The video could use a little more structure, and maybe a little less food. And I don't love the track. But as a native Clevelander now in another land, I don't mind the portrayal of a population merrily thriving while ignoring the low-information critics (who are still) hurling barbs. The oh so witty "Cleveland Browns" reference reveals you as ONE of them! The Browns are (and will be) no worse, say, than the Jets and Geno will be this year! And you sure don't have to go back as far as flaming-filth waterways to find Browns teams that could have kicked YOUR team's butts from SoHO (or NoHo, or HoHo) to the East River.
Late-night monologue writers have to aim for the lowest-hanging fruit. Columnists don't. Video gets a B. Article about it? C+, tops.
Oh, and I had no idea what bucatini pasta was until I just looked it up. (Not that I noticed anything about it in the video.) Ahh, such a rube I am - no wonder I like Cleveland. I'd never survive the pace and the chic atmosphere of beautiful downtown Louisville.

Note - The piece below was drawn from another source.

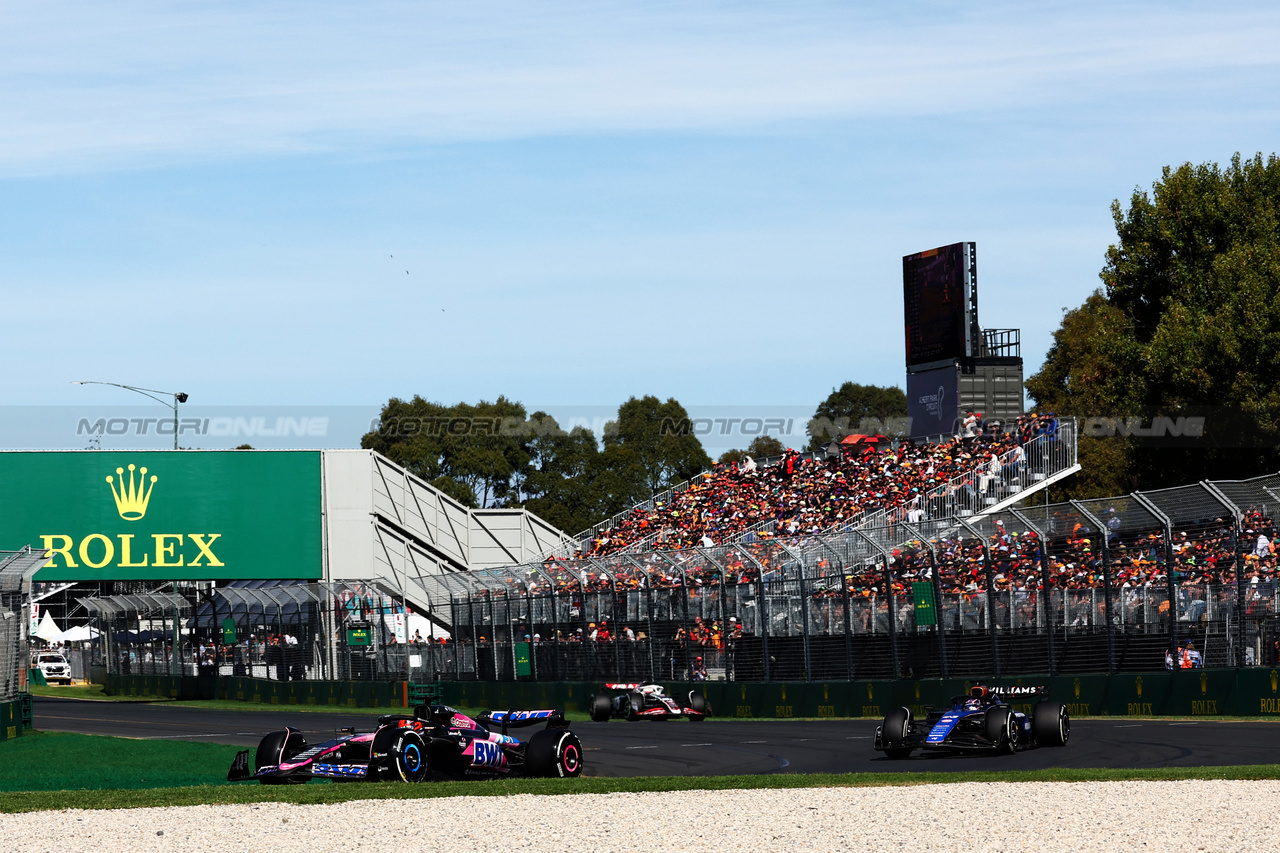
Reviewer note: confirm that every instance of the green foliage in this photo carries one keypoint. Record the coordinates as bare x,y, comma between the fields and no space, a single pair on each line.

Cleveland Rocks and Go Tribe!
I think the author is unjustly harsh here. I'll concede that the cliched “dispatches” were a bad choice, but on the whole I think it works as a promotional video showing “slices of life” in Cleveland and promoting some (not all) of the city’s assets, including its world-class dining scene. Cleveland has, to an extent, become a destination for people looking for a Chicago alternative. Why shouldn’t the city promote itself as such? And what’s wrong with appealing to hipsters? Aren’t they the ones spending their disposable income?

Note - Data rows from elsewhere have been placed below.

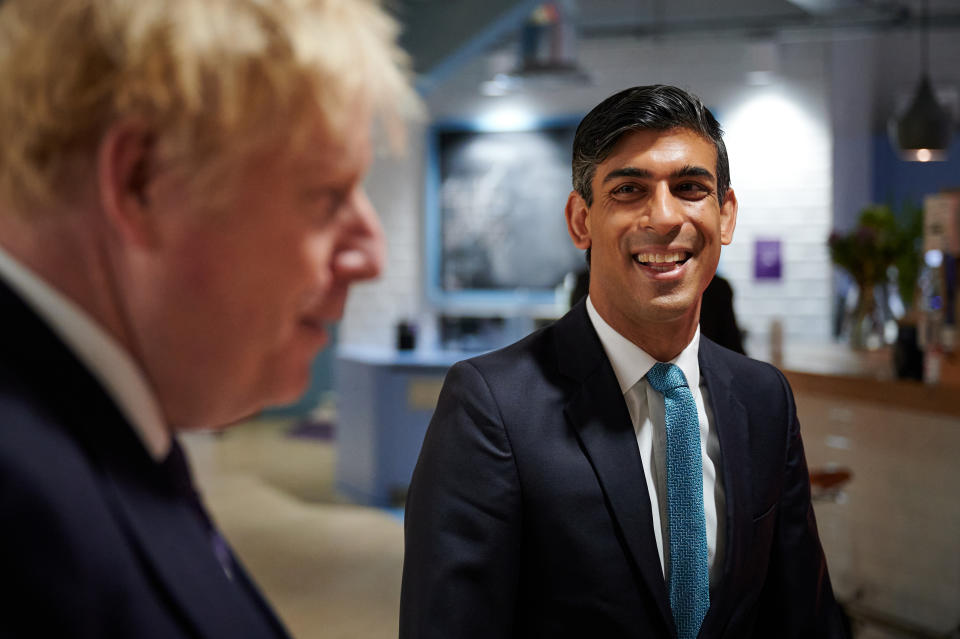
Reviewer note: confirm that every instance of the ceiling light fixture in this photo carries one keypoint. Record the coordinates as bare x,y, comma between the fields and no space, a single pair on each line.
923,133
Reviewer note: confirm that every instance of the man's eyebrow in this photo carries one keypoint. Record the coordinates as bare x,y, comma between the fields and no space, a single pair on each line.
693,171
627,171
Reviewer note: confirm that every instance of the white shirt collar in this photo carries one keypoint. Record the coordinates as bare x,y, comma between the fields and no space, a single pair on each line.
631,363
106,360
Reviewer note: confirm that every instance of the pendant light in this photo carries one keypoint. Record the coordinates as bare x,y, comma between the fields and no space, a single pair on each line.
923,133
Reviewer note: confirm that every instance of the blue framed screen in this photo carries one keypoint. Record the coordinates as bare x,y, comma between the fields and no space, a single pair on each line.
496,235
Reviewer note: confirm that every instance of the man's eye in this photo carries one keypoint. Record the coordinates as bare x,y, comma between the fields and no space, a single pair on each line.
626,189
692,189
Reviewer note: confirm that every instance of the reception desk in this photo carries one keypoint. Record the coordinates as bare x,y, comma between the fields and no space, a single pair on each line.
385,401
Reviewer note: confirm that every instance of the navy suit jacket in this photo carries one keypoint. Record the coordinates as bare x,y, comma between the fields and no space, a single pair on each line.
528,514
96,542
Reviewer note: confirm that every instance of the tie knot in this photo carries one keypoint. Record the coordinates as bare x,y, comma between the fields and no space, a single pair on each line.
666,377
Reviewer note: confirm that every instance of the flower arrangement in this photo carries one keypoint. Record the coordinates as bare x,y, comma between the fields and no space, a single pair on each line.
877,242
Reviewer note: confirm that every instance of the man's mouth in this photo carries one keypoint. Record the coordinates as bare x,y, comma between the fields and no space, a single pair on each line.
663,261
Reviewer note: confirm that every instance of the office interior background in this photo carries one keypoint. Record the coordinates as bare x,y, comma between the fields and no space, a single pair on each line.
807,92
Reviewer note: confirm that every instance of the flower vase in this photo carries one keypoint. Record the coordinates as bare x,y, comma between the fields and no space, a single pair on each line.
865,332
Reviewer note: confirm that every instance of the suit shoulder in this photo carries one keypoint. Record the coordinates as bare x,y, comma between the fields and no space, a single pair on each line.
745,372
517,360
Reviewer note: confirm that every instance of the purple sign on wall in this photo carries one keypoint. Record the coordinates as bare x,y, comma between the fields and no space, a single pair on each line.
767,263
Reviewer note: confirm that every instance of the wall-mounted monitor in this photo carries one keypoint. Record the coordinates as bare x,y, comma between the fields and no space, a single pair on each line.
496,234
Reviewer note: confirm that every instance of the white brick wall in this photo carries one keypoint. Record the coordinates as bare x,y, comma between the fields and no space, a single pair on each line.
781,168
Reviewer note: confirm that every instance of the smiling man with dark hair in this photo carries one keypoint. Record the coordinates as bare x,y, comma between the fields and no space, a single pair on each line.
616,474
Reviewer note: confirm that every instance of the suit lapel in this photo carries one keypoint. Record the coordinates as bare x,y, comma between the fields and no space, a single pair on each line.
597,412
730,420
175,546
168,537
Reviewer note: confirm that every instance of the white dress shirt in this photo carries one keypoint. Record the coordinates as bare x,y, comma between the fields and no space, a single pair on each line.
106,359
645,405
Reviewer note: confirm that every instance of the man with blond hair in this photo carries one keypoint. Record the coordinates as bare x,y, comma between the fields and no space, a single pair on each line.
181,216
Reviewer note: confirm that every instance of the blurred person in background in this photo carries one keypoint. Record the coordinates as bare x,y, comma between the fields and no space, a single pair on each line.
181,217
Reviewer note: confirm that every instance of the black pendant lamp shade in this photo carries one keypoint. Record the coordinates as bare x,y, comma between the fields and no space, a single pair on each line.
923,132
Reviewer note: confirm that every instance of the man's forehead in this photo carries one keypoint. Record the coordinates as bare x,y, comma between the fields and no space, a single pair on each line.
677,144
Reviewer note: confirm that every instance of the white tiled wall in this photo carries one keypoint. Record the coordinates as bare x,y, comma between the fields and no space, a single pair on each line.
781,167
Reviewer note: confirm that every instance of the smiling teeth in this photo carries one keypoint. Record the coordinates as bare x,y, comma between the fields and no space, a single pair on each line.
659,258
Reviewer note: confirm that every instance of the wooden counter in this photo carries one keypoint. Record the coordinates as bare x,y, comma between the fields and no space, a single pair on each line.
834,370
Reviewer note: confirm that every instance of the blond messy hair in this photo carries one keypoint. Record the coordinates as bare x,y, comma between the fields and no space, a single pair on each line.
214,80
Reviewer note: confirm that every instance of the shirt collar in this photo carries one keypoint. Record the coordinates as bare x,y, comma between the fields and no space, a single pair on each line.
631,363
103,356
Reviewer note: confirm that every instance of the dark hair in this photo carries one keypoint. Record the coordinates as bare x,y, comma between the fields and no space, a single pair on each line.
659,107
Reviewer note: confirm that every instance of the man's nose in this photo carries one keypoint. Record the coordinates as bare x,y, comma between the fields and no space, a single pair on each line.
362,251
665,213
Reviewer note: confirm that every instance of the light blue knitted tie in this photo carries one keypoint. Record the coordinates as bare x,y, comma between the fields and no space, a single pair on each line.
689,579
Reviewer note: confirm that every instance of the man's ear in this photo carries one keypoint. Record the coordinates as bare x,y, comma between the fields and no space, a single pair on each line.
125,163
728,217
578,220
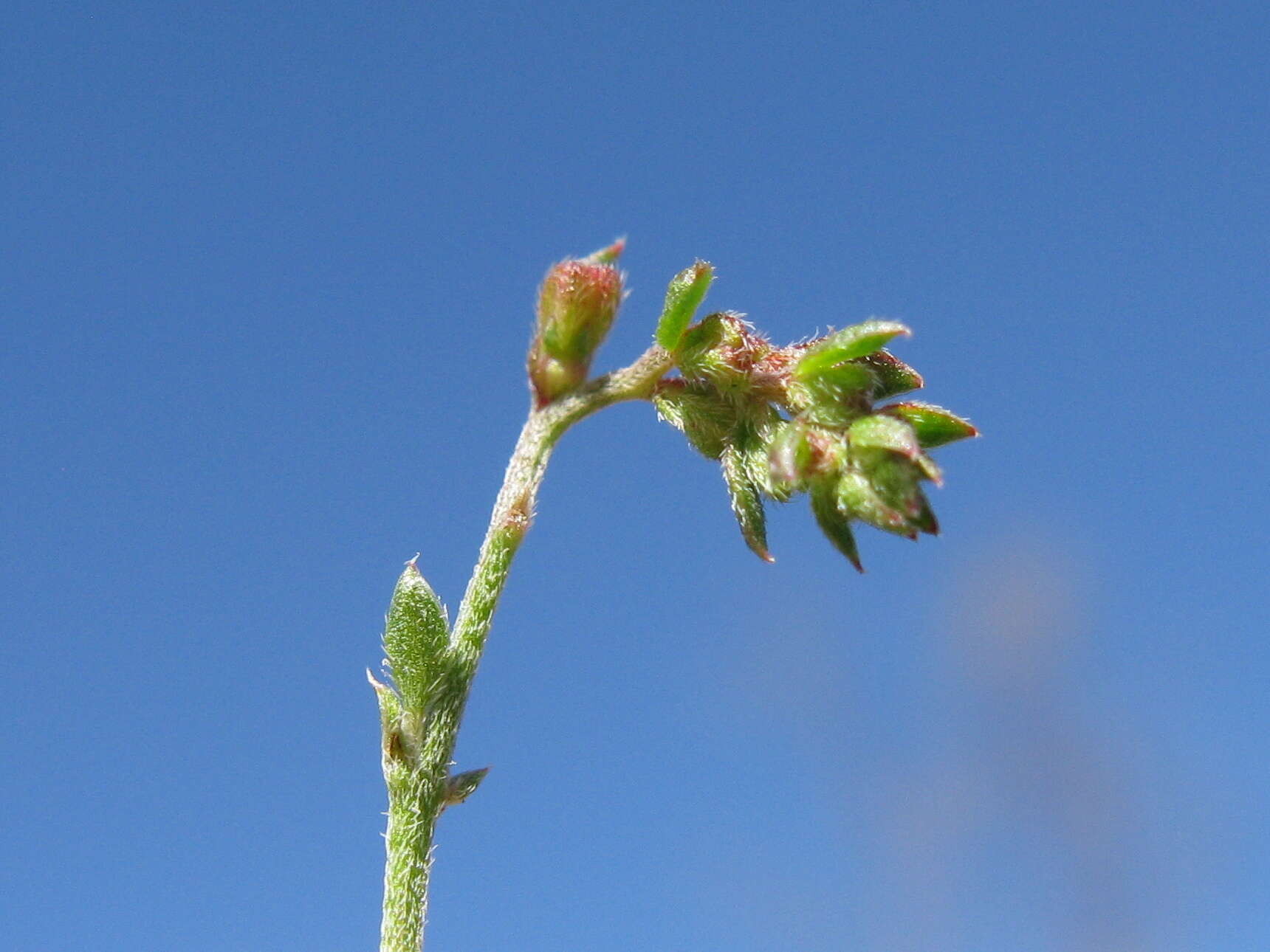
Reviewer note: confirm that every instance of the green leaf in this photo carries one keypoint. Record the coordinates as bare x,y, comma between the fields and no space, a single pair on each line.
883,433
834,523
834,398
934,426
416,636
747,503
464,784
610,254
894,376
684,296
848,344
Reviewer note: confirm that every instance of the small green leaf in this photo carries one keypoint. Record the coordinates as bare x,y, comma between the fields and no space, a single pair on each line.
934,426
747,503
883,433
684,296
608,255
464,784
790,455
894,376
848,344
834,523
416,635
390,705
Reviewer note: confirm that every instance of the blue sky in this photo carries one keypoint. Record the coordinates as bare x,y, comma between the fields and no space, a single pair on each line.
270,280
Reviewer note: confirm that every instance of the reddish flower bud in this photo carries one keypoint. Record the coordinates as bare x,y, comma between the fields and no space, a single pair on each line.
577,305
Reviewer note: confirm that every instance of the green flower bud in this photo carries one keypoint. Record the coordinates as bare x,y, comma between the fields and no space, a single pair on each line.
857,498
684,296
893,375
721,349
834,396
416,636
896,481
698,410
577,306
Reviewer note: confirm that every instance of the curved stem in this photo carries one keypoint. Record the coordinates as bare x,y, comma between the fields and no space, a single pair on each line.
417,798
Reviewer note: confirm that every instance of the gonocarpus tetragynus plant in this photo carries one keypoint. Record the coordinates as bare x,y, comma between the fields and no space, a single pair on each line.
816,417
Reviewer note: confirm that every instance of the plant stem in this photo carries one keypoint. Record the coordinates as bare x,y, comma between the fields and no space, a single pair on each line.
418,781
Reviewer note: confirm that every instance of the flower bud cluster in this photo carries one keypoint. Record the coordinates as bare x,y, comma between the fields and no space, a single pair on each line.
807,419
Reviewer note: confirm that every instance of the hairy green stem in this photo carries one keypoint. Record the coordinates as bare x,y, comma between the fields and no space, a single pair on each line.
418,777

As a Cleveland native, now removed, let me get all defensive too. The marketers said it's as much a video for Clevelanders as for would-be tourists because residents' negative views are off the chart. Indeed, how could they not be? Cleveland has gotten slugged for decades. It's trying really hard to shrug that off and pretend it doesn't hurt. This video says it's not going to BS people about being something it isn't. The real slogan should be "Cleveland: You've Got To Be Tough," which was a popular t-shirt back in the 70s, when the city defaulted and the river burned. That WAS 40 years ago. Back when the Bronx was burning, too...
We Clevelanders are nothing if not self-deprecating, so to me "A Cleveland Anthem" suggests a dismaying scenario: It wasn't produced by Clevelanders. That affected self-realization may have come from someone who himself was surprised to encounter Cleveland's coolness. Yes, we've "known it all along," but anybody who thinks it needs to be validated by a video, Clevelander or otherwise, doesn't get it. And what is the objective, anyway? To get folks in Chicago and Detroit and, yes, Pittsburgh thinking, "Hmmm. Cleveland. We should go there for a weekend. Looks kind of cool." But which tourists are going to spend a quick-cut weekend hitting four or five restaurants and night spots, after seeing the obvious high spots such as the Rock and Roll Hall of Fame, the museums and whatever else can be sandwiched into 48 hours? (Oh. Wait. Forgot to mention the casino.) Tack it on to a day at Cedar Point, maybe. And as far as escaping vs. embracing its past, well, there's a brewery that makes Burning River. Which kind of encapsulates the Cleveland mindset: We are masters not only of self-deprecation but also of irony, which is a step up the emotional well-being scale. So instead of trying to tell folks how misunderstood we are, and if only they'd come see for yourself, it might be more honest to say, "Yeah? So what? Hall of Fame's right off the Shoreway. Lock your car."